Ekon tensed. He didn’t like where this was going at all. Father Olufemi had said there were six snakes, but he couldn’t separate them in his mind, which meant he couldn’t count them. That frightened him to his core. Every instinct in his body told him to run or, at the very least, to distance himself from them, but he found he couldn’t move.
“A Son of the Six is a man of faith and fortitude,” Father Olufemi went on. “Tonight, we will put both to the test. Each of your family names has been written on a piece of parchment and placed inside this basket.” He pointed. “Your final rite of
passage requires you to retrieve your name without being bitten by one of the snakes. We will proceed alphabetically, by surname.”

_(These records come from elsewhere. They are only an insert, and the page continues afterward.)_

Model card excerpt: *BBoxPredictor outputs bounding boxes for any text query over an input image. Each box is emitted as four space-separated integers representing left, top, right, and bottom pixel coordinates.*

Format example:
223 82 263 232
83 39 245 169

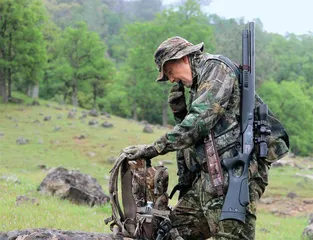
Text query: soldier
122 36 289 240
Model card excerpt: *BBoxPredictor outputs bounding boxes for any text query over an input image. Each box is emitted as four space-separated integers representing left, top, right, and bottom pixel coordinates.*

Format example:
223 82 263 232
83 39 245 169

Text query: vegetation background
0 0 312 239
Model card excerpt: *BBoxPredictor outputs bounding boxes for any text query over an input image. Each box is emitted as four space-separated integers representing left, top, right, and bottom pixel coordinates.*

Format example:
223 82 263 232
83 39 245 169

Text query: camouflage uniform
151 37 289 240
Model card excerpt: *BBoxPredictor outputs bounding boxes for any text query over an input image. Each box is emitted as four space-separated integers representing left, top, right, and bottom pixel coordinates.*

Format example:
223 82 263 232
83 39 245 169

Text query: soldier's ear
182 55 189 64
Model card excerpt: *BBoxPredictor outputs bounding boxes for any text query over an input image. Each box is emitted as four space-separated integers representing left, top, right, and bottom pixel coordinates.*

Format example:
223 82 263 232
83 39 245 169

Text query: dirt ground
258 196 313 217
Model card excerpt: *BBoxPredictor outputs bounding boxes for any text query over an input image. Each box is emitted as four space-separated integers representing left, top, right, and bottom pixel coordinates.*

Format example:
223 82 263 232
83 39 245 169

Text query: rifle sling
204 130 224 196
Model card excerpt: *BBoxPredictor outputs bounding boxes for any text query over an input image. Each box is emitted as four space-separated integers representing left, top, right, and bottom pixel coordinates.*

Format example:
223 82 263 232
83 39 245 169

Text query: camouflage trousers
169 171 261 240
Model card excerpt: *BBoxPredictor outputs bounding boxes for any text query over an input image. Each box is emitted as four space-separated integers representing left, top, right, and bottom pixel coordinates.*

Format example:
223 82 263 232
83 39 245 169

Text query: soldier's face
163 56 193 87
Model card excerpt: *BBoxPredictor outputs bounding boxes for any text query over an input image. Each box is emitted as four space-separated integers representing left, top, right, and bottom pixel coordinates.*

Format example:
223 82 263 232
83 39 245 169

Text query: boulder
16 137 29 145
143 125 153 133
88 119 98 126
38 167 109 207
101 122 113 128
89 109 99 117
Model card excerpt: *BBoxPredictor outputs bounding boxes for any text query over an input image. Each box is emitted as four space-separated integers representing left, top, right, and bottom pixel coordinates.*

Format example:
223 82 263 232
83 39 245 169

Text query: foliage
258 80 313 156
0 0 47 100
46 22 114 107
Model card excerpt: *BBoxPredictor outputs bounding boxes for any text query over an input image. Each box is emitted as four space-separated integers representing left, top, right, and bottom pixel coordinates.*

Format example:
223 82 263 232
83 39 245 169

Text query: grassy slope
0 93 312 239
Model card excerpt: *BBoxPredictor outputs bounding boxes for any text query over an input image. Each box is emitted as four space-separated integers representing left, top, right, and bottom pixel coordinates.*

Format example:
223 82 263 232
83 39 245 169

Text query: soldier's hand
168 82 187 121
122 144 159 160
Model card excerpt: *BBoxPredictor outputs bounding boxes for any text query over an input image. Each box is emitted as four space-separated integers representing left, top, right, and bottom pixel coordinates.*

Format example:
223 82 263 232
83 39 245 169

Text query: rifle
220 22 271 223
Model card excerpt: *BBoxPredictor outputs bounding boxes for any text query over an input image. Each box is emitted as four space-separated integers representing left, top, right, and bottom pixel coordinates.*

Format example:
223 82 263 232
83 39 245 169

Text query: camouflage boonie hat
154 36 204 82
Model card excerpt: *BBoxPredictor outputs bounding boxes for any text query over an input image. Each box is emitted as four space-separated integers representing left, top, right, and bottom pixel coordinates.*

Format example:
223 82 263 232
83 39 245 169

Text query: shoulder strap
107 153 137 238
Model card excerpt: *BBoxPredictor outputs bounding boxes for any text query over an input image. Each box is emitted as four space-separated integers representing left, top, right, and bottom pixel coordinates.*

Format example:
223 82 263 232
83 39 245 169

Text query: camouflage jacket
153 53 289 191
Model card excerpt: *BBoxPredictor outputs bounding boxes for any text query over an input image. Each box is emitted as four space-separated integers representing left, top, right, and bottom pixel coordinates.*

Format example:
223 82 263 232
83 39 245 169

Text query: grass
0 93 312 239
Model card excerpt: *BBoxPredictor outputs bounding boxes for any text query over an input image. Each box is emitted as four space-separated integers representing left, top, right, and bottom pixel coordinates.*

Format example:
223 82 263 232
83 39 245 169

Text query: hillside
0 95 313 239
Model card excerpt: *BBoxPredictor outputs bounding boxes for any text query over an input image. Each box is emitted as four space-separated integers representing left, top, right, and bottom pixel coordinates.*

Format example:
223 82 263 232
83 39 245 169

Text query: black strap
217 55 241 80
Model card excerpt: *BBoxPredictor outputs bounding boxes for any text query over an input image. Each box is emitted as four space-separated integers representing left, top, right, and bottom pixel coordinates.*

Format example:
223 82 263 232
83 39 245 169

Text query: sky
163 0 313 35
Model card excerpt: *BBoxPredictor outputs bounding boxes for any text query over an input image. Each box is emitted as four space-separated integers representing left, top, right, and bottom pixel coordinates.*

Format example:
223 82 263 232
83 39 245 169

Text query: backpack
105 153 171 240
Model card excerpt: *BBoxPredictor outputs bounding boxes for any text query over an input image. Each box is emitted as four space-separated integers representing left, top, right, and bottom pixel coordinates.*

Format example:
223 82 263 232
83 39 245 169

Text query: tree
53 22 113 107
258 80 313 156
0 0 47 102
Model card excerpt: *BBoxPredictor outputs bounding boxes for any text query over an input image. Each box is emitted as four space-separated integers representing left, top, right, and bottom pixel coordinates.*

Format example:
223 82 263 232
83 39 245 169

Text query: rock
0 133 4 137
287 192 298 199
54 126 61 132
76 134 87 140
158 160 174 165
43 116 51 121
80 112 88 119
38 167 109 206
33 120 40 124
87 152 96 158
89 109 99 117
304 200 313 204
101 122 113 128
0 175 20 184
16 137 29 145
88 119 98 126
0 229 114 240
259 228 270 233
143 125 153 133
37 164 47 170
272 159 302 169
67 111 75 119
259 197 274 204
16 195 39 206
31 100 40 106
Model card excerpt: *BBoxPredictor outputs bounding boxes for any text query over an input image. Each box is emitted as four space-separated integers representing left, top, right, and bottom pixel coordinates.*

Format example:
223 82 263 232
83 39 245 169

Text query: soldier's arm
154 60 237 154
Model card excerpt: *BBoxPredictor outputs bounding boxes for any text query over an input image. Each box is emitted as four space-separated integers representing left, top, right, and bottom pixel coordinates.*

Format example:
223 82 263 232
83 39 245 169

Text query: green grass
256 210 307 240
0 93 312 239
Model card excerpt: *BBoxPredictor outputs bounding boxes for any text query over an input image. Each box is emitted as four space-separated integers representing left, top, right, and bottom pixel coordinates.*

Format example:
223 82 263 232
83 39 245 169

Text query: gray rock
0 175 20 184
101 122 113 128
0 229 113 240
287 192 298 199
16 137 29 145
54 126 61 132
143 125 153 133
38 167 109 206
43 116 51 121
31 100 40 106
80 112 88 119
68 111 75 119
16 195 39 206
88 119 98 126
89 109 99 117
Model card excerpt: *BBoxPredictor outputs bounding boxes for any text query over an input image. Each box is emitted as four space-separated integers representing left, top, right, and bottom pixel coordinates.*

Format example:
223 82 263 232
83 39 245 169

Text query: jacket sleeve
154 60 237 154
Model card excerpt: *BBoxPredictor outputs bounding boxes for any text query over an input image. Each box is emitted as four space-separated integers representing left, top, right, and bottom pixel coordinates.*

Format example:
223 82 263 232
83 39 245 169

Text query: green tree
258 80 313 156
0 0 47 102
53 22 113 107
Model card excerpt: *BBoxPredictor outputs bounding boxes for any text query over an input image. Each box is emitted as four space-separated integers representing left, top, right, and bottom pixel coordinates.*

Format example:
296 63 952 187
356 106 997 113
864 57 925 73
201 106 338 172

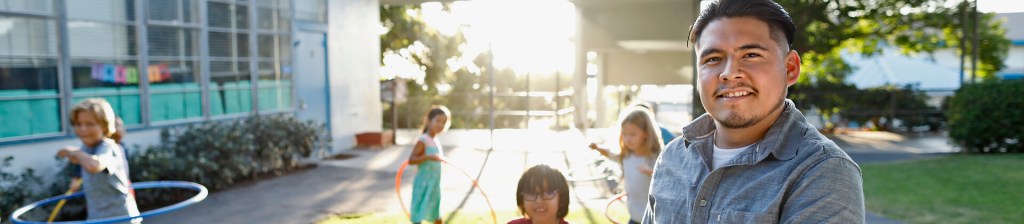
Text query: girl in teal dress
408 105 451 224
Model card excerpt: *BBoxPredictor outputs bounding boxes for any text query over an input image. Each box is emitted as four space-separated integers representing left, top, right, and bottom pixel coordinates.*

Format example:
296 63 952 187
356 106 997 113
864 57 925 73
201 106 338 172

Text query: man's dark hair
689 0 796 48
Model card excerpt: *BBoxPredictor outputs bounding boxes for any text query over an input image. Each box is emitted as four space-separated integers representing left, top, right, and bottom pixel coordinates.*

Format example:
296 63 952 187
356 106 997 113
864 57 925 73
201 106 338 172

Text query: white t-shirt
622 154 655 222
713 143 753 170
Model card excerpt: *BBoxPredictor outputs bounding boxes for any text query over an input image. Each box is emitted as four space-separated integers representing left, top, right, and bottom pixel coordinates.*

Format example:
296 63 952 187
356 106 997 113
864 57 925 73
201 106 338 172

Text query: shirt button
700 199 707 207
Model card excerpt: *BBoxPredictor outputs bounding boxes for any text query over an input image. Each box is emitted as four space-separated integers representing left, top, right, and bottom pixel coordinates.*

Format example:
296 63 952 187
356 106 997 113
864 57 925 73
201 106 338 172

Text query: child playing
66 117 130 195
407 105 451 224
508 164 570 224
588 107 664 224
633 103 677 145
56 99 140 224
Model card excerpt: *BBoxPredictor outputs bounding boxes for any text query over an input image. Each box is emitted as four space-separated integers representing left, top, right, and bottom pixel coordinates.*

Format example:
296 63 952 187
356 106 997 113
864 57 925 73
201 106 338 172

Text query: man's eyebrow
700 44 769 57
737 44 769 51
699 48 724 57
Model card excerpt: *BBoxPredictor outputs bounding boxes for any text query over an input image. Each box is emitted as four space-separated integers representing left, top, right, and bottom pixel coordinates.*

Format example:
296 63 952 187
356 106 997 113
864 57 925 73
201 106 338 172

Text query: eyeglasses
521 190 558 202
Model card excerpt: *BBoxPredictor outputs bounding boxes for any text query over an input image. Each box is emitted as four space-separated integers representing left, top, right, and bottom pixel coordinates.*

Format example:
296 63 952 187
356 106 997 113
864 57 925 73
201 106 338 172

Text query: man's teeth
724 91 750 97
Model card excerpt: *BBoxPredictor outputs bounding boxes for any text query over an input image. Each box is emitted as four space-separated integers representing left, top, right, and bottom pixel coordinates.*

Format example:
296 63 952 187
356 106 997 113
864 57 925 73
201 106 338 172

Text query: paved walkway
142 129 951 224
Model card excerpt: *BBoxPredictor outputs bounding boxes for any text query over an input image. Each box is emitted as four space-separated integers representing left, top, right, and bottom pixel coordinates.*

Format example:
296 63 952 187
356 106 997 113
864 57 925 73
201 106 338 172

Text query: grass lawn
862 154 1024 224
318 206 631 224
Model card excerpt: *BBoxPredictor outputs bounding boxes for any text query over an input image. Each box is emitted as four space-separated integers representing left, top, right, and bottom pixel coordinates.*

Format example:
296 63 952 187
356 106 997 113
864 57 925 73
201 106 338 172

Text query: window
148 60 202 121
208 0 253 116
148 26 199 57
0 6 60 139
294 0 326 22
68 22 137 57
147 1 203 122
0 16 58 57
66 0 135 22
148 0 197 23
257 60 290 112
67 0 141 125
70 60 142 125
2 0 299 142
0 59 60 138
255 0 291 112
208 1 248 29
0 0 53 14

New beads of sweat slicked Ekon’s neck, and it wasn’t from the small room’s stifling heat. Frantically, he racked his mind, thinking of what he knew about black mambas. They were said to be the most venomous snakes on the continent; a single bite could kill in a matter of minutes. From his brief readings, he knew they weren’t particularly aggressive by nature, but provoked . . . He looked to his co-candidates. Fahim’s nostrils flared as he took hard breaths in and out through his nose; Shomari’s pupils were dilated. Both were visibly shaking. As if on cue, one of the serpents lifted its head slightly from the basket to eye them with curiosity. It opened its blue-black mouth, and in the low light, venom glistened wet on its fangs. Ekon froze.
“Candidate Adebayo,” said Father Olufemi. “Proceed.”
Ekon watched Fahim shuffle toward the basket, trembling from head to toe. He started to bend at the middle, then, as though thinking better of it, lowered to his knees. The serpents turned toward him, six pairs of glittering black eyes watching and waiting. Fahim started to reach out but withdrew his hand when one of the snakes hissed. Father Olufemi shook his head.
“They are anointed, which means they will only bite those who are unworthy,” he murmured. “You must act without fear, and you must act with faith.”
Fahim nodded, chest rising and falling as he steadied himself. He shifted his weight, flexed his fingers, then—so fast Ekon barely saw it—snatched a scrap of parchment from the center of the basket. He stumbled backward, landing on his bottom, then held the paper up to his eyes to read the name scrawled on it. Every muscle in his body instantly relaxed, and he handed the paper to Father Olufemi, who nodded.